Optimized tuning method of stationary frame Proportional Resonant current controllers

This paper presents an optimized tuning method of Proportional Resonant (PR) current controllers implemented in the stationary frame. The approach consists of defining three operation regions based on behavior of the closed loop poles, and of determining simplified tracking and disturbance transfer functions for each of these regions. Charts of proportional and resonant normalized gains versus settling time and overshoot are then built, allowing the designer to easily visualize the influence of these gains on the transient response. It is shown that the disturbance response performance is more significant than the tracking one, and that minimum settling time and overshoot for this case are obtained if the resonant gain is set equal to the controller resonant frequency, providing a simple and efficient rule-of-thumb for the designer. Simulation and experimental results are presented to validate the method.

Disturbance calculation based on space vector dot product: Applications to compensators

The ability to individually extract the many disturbances of the AC line currents or voltages is desirable for reference signal calculation algorithms employed in power conditioners, allowing improved utilization of the power converter.

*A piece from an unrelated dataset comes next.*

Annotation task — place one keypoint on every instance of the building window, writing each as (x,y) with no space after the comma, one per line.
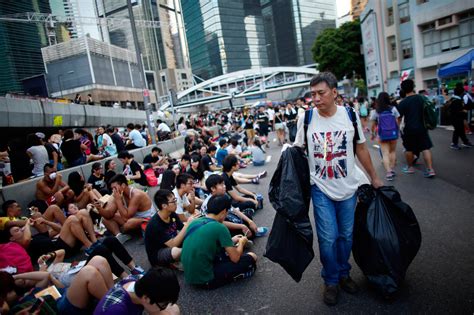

This paper proposes a novel algorithm based on the dot product of three dimensional space vectors in the abc coordinate system, for real time calculation of the instantaneous positive, negative and zero sequence components for each individual harmonic. It is presented the functionalities for compensating fundamental reactive power, selected current harmonics and current unbalances. This method is computationally simple and requires no coordinate transformation. The proposed algorithms are validated by simulation and experiments.